How can you keep a website out of a search engine?

It’s an interesting problem. Usually, you want your site to be found, but there are cases where you’d rather not have your website show up in a search engine. There are many reasons for this: perhaps because google never forgets, or perhaps because what is on the website is truly private information: personal photos or business documents. There are several ways to prevent indexing of your site by a search engine. However, the only sure fire method is to password protect your site.

If you require some kind of username and password to access your website, it won’t be indexed from by any search engine robots. Even if a search engine finds it, the robot doing the indexing won’t be able to move past the login page, as they won’t have a username and password. Use a .htaccess if you have no other method of authenticating, since even simple text authentication will stop search engine robots. Intranets and group weblogs will find this kind of block useful. However, if it’s truly private information, make sure that you use SSL because .htaccess access control sends passwords in clear text. You’ll be defended from search engines, but not from people snooping for interesting passwords.

What if you don’t want people to be forced to remember a username and password? Suppose you want to share pictures of baby with Grandma and Grandpa, but don’t want to either force them to remember anything, nor allow the entire world to see your child dressed in a pumpkin suit. In this case, it’s helpful to understand how search engines work.

Most search engines start out with a given set of URLs, often submitted to them, and then follow all the links in a relentless search for more content (for more on this, see this excellent tutorial). Following the links means that submitters do not have to give the search engine each and every page of a site, as well as implying that any page linked to by a submitted site will eventually be indexed as well. Therefore, if you don’t want your site to be searched, don’t put the web sites URL any place it could be picked up. This includes archived email lists, Usenet news groups, and other websites. Make sure you make this requirement crystal clear to any other users who will be visiting this site, since all it takes is one person posting a link somewhere on the web, or submitting the URL to a search engine, for your site to be found and indexed. I’m not sure whether search engines look at domain names from whois and try to visit those addresses; I suspect not, simply because of the vast number of domains that are parked, along with the fact that robots have plenty of submitted and linked sites to visit and index.

It’s conceivable that you’d have content that you didn’t want searched, but you did want public. For example, if the information is changing rapidly: a forum or bulletin board, where the content rapidly gets out of date, or you’re EBay. You still want people to come to the web site, but you don’t want any deep links. (Such ‘deep linking’ has been an issue for a while, from 1999 to 2004.) Dynamic content (that is, content generated by a web server, usually from a relational database) is indexable when linked from elsewhere, so that’s no protection.
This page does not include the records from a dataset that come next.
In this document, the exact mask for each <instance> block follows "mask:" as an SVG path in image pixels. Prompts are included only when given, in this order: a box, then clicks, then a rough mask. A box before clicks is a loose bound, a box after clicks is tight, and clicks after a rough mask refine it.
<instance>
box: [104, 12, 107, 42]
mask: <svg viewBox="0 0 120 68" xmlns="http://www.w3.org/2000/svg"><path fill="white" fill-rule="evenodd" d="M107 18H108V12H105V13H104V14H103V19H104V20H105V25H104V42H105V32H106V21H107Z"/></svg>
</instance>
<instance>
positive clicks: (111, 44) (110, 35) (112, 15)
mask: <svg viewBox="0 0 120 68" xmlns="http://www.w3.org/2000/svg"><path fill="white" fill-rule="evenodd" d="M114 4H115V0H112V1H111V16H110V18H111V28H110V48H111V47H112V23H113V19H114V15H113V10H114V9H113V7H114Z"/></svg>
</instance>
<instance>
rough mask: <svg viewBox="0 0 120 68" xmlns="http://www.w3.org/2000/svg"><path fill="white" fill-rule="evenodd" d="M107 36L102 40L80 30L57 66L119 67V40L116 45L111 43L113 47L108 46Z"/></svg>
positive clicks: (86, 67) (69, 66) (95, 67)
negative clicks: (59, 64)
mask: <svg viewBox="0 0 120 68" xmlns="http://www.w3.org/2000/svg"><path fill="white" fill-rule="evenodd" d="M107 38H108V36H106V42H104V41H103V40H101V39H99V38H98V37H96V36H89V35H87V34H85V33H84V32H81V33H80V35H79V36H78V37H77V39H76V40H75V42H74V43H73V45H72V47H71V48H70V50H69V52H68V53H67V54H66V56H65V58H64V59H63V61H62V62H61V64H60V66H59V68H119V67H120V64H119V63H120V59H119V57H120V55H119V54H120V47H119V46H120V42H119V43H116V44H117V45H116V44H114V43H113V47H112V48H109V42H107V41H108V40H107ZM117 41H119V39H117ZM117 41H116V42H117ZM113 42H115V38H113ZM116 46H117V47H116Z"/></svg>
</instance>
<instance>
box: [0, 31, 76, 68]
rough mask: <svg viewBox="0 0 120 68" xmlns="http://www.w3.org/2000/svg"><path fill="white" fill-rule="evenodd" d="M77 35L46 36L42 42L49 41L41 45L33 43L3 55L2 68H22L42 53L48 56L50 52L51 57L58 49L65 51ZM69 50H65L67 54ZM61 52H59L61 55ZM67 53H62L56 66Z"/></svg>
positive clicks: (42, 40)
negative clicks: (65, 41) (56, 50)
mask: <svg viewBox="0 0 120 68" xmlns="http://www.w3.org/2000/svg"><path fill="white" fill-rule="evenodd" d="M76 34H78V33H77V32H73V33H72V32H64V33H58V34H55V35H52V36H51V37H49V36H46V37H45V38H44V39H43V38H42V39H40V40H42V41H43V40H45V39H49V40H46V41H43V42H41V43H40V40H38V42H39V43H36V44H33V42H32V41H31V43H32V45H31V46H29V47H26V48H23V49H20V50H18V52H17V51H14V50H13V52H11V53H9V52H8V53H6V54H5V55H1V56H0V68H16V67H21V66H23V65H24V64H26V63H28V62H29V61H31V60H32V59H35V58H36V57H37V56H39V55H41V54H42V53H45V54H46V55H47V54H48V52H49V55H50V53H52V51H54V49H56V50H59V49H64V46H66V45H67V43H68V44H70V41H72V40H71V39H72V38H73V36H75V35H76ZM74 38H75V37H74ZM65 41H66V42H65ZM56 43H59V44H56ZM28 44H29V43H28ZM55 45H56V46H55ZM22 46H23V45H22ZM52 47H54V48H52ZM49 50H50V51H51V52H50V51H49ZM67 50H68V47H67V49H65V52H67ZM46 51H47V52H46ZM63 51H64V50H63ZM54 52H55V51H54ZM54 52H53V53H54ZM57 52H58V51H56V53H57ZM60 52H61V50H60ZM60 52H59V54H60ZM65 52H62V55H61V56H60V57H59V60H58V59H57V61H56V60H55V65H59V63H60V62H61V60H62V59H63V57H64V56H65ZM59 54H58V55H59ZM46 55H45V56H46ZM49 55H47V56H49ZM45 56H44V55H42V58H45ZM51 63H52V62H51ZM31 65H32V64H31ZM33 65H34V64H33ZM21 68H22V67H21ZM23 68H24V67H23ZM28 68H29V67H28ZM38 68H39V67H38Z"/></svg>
There are, however, two ways to tell a search engine, “please, don’t index these pages.” Both of these are documented here. You can put this meta tag: <meta name=”robots” content=”none”> in the <head> section of your HTML document. This lets you exclude certain documents easily. You can also create a robots.txt file, which allows you to disallow indexing of documents on a directory level. It also is sophisticated enough to do user-agent matching, which means that you can have different rules for different search engines.

Both of these latter approaches depend on the robot being polite and following conventions, whereas the first two solutions guarantee that search engines won’t find your site, and hence that strangers will have a more difficult time as well. Again, if you truly want your information private, password protect it and only allow logins over SSL.